Cunha diz que a queda nas taxas de cobertura vacinal podem ser explicadas por três palavras que começam com a letra C: confiança, conveniência e complacência.
“Vamos começar com a confiança: vivemos um momento em que, por causa da difusão de informações falsas, as pessoas desconfiam não apenas da segurança e da eficácia das vacinas, mas também das instituições, dos governantes e dos profissionais da saúde”, observa o pediatra.
“O segundo ponto é justamente a conveniência: o esquema de funcionamento dos postos de vacinação está em desalinho com a rotina das mães e dos pais, que não conseguem levar os filhos para tomar as doses em horário comercial. Precisamos ampliar a infraestrutura e capacitar melhor os profissionais que estão na ponta”, continua.

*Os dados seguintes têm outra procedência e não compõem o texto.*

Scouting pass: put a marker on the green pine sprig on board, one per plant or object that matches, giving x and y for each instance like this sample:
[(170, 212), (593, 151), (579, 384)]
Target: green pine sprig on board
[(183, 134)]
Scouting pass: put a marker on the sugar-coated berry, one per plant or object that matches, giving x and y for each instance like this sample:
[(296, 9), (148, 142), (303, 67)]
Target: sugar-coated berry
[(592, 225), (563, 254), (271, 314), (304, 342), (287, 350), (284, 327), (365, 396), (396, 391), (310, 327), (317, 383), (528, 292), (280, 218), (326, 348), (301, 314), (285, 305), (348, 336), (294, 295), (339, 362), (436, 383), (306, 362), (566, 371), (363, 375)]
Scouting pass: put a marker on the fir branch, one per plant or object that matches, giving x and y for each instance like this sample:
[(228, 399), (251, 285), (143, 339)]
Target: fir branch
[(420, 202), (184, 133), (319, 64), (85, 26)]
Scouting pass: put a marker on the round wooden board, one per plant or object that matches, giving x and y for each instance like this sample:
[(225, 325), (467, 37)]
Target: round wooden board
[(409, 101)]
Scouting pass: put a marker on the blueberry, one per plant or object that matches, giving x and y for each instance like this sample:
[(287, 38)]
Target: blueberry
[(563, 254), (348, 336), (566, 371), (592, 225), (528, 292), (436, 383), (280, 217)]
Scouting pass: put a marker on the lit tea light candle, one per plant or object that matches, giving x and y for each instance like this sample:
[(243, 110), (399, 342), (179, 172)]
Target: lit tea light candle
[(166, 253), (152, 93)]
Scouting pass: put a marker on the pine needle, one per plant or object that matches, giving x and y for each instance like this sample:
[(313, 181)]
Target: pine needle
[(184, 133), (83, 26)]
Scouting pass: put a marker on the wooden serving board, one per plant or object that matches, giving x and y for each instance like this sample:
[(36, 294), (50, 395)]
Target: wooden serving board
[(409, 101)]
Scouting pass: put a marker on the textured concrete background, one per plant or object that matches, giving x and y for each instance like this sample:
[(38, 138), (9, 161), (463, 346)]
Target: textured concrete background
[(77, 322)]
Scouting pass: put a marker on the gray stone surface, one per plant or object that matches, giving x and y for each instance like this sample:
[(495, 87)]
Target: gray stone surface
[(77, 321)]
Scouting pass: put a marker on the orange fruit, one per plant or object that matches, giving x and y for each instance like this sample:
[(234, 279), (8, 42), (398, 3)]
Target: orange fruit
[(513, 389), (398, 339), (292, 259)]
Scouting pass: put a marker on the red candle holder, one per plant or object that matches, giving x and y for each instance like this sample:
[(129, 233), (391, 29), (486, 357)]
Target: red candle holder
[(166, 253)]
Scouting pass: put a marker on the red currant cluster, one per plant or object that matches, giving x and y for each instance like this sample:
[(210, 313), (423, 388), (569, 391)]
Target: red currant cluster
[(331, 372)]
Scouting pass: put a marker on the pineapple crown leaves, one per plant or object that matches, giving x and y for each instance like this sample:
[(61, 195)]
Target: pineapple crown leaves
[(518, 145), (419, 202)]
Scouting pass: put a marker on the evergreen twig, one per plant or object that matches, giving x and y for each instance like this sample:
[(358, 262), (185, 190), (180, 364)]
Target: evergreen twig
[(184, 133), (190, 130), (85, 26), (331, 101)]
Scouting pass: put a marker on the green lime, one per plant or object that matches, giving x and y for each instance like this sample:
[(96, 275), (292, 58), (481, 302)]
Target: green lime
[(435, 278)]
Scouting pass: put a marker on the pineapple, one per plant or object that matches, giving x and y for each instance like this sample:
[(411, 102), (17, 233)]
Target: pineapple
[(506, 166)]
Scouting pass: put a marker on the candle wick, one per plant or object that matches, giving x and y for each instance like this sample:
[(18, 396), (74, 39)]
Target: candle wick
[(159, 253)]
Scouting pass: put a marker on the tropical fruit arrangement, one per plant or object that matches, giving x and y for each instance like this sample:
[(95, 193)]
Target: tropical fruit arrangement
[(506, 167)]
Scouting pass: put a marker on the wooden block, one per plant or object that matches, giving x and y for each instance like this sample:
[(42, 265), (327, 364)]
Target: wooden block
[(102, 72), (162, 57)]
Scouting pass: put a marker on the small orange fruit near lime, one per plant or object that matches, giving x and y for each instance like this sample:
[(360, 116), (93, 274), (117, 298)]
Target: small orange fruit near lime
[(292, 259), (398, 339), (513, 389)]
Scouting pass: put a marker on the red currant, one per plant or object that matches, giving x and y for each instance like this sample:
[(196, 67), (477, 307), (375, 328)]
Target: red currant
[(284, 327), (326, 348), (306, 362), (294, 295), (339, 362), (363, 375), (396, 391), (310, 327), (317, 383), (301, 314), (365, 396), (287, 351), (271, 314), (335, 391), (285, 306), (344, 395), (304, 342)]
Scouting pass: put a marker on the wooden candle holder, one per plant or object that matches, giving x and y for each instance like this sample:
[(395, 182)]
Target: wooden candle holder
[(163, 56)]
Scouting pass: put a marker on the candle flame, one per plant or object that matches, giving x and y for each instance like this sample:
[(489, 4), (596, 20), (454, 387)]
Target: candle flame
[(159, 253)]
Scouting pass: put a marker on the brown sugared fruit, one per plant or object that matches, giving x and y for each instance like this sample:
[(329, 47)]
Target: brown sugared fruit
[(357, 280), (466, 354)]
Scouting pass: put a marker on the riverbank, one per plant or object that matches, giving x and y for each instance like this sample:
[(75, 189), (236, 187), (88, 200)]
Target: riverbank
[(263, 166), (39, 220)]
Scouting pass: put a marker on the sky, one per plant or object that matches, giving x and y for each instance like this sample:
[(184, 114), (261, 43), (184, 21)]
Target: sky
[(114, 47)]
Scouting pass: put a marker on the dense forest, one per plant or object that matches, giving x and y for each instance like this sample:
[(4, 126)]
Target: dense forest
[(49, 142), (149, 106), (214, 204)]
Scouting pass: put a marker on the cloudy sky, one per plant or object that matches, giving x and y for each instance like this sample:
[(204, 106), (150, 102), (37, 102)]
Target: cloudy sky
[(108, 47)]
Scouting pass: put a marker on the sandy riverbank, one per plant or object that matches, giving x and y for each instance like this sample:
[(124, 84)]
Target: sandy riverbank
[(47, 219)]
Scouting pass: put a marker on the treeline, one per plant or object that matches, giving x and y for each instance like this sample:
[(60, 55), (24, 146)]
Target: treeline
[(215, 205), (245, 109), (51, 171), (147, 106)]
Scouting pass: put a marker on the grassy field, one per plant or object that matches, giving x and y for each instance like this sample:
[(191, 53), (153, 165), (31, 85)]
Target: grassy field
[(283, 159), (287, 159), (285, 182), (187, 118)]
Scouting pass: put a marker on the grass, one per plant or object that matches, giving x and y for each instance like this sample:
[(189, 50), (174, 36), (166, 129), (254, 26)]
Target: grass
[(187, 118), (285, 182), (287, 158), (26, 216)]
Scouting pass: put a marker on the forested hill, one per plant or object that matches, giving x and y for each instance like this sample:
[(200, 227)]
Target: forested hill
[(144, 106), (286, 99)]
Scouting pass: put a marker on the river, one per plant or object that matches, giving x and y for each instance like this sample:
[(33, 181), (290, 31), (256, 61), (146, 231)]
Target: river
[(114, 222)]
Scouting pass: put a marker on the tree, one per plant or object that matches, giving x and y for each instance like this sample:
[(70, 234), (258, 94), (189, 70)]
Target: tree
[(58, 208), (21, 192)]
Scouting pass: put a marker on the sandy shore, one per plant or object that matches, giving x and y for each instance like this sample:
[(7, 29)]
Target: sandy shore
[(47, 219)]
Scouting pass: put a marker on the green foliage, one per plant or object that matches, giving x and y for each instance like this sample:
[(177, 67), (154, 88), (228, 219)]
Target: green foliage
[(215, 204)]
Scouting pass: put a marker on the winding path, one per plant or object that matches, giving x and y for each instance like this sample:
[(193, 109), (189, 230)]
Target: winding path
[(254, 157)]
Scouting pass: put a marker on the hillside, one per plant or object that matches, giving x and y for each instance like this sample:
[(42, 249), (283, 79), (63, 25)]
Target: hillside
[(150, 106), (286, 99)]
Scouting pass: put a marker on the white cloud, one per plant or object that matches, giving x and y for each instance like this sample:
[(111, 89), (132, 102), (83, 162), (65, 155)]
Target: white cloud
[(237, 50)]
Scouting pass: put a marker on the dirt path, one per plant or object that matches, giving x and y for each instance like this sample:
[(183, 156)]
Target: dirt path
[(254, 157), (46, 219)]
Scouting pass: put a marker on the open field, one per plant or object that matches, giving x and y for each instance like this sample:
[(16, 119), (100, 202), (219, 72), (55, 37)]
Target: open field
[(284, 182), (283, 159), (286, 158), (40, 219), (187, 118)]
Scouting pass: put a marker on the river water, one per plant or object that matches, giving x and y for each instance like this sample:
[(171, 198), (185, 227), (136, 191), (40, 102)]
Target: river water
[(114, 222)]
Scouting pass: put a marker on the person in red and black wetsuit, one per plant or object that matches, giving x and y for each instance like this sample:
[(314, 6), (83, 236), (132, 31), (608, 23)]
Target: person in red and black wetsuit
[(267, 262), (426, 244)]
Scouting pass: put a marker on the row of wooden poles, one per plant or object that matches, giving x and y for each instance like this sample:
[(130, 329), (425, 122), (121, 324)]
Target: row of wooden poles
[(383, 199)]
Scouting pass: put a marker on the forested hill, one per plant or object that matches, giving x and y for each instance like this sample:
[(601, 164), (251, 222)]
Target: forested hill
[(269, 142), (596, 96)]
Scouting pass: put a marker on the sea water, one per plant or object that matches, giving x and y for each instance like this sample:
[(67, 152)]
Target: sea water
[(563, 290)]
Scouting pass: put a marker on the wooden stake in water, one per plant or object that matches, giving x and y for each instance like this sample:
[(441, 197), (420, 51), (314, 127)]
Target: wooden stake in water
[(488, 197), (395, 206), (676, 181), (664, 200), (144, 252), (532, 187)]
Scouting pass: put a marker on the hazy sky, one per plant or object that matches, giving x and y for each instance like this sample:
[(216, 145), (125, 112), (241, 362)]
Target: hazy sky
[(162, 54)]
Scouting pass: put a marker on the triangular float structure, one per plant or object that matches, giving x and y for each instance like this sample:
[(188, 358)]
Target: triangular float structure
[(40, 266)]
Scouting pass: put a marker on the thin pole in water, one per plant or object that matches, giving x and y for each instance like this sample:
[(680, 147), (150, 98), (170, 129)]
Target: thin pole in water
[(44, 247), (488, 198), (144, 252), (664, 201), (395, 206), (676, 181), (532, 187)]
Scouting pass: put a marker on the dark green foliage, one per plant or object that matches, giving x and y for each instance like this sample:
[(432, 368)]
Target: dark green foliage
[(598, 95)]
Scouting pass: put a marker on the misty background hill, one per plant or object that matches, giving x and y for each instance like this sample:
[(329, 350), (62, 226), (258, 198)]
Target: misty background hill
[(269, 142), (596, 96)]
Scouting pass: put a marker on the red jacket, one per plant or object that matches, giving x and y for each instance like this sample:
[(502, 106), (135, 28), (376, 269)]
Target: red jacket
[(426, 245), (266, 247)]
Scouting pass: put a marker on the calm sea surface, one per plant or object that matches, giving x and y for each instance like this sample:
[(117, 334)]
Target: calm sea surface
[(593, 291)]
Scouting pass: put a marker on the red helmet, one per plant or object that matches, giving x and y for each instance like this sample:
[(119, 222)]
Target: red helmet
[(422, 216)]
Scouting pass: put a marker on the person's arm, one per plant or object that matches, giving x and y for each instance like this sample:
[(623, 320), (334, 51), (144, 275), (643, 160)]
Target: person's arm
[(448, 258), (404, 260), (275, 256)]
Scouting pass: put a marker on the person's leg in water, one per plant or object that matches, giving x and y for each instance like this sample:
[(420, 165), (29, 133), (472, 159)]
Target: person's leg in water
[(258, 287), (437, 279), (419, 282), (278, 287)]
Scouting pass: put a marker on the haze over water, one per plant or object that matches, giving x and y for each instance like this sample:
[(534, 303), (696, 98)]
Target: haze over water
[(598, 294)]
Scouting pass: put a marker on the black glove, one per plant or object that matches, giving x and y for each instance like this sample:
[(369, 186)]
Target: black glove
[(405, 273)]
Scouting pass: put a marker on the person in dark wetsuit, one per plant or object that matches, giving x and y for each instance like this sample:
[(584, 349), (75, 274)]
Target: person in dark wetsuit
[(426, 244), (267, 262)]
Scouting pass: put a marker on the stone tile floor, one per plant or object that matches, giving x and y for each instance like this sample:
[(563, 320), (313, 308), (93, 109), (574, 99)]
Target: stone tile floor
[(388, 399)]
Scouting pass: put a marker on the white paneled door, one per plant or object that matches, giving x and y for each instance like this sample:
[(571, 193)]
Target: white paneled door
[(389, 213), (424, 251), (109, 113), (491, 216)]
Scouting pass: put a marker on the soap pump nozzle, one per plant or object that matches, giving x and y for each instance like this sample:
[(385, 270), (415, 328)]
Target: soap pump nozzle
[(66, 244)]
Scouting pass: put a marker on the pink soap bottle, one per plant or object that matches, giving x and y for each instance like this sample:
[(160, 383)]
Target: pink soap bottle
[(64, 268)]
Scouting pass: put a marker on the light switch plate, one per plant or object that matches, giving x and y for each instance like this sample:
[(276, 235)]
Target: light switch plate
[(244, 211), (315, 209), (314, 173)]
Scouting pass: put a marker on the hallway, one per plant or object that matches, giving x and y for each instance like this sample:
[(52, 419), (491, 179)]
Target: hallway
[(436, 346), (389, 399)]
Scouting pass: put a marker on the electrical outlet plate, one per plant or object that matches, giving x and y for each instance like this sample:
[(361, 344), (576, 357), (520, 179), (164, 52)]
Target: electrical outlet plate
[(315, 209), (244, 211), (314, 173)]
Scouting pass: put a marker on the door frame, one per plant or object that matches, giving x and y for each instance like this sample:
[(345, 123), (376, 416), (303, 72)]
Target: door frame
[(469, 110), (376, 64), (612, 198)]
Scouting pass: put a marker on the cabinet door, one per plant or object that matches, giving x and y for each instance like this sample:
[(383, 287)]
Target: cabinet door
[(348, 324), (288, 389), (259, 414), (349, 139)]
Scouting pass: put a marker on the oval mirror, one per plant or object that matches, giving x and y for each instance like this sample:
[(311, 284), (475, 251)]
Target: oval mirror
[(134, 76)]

“E vale lembrar que o Programa Nacional de Imunizações (PNI) do Ministério da Saúde está sem um coordenador desde julho de 2021.”
Por fim, a complacência tem a ver com aquela sensação absolutamente equivocada de que a pólio é coisa do passado e não há mais motivos para se preocupar com ela.
De acordo com os profissionais da saúde consultados pela reportagem, o alto número de crianças não-vacinadas contra a pólio em 2020 também tem a ver com a pandemia de covid-19, que fechou ou restringiu serviços de saúde por algum tempo no ano passado e fez com as pessoas buscassem menos os postos de saúde para atualizar a caderneta de vacinação.
Para reverter essas barreiras, o presidente da SBIm entende que é preciso investir em campanhas massivas de comunicação.
“Um dos nossos pontos fortes era a transmissão das informações com o apoio de referências na área da saúde, artistas e políticos”, lembra Cunha.
“Hoje em dia, esse quesito está muito falho. As comunicações parecem ser voltadas apenas aos gestores e aos profissionais da saúde. A população nem fica sabendo do dia D ou das campanhas periódicas”, critica.
“Não adianta marcar um ‘dia D da vacinação’ e não avisar o povo por meio de propagandas na rádio, na televisão e nas redes sociais”, concorda Stucchi.
Procurado pela BBC News Brasil, o Ministério da Saúde se posicionou sobre a discussão por meio de uma nota de esclarecimentos.
No texto, a assessoria de imprensa ressalta que foi feita uma Campanha Nacional de Multivacinação este ano, com o objetivo de “promover a mobilização social para a atualização da Caderneta de Vacinação da Criança e do Adolescente (menos de 15 anos de idade), a fim de melhorar e ampliar a cobertura vacinal no país”.
“O Ministério da Saúde informa ainda que vem desenvolvendo e intensificando estratégias necessárias relacionadas à vacinação infantil. Dentre elas, o Movimento Vacina Brasil, lançado em 2019, com o objetivo de mobilizar a população quanto a importância da vacinação e necessidade de manter a situação vacinal atualizada”, segue a nota.
Os responsáveis pelo PNI também dizem que têm reforçado junto aos Estados, municípios e Distrito Federal “a manutenção das ações de vacinação de rotina, mesmo em tempos de pandemia de covid-19” e que “atua fortemente na divulgação de informações em seus meios de comunicação e interação nas redes sociais”.
Por fim, o ministério destaca que está adotando uma “estratégia dos dez passos” para ampliar a cobertura vacinal no país. São eles:
1. Manter a sala de vacina aberta em todo horário de funcionamento da unidade de Saúde;
2. Evitar barreiras de acesso;
3. Oportunidade de vacinação (em consultas e/ou outros procedimentos na unidade);
4. Monitorar a cobertura vacinal;
5. Garantir o registro adequado das doses aplicadas;
6. Orientar a população sobre atualização vacinal;
7. Combater informações falsas;
8. Intensificar ações de vacinação;
9.. Promover disponibilidade e qualidade das vacinas;
10. Garantir profissionais treinados e habilitados nas salas de vacina.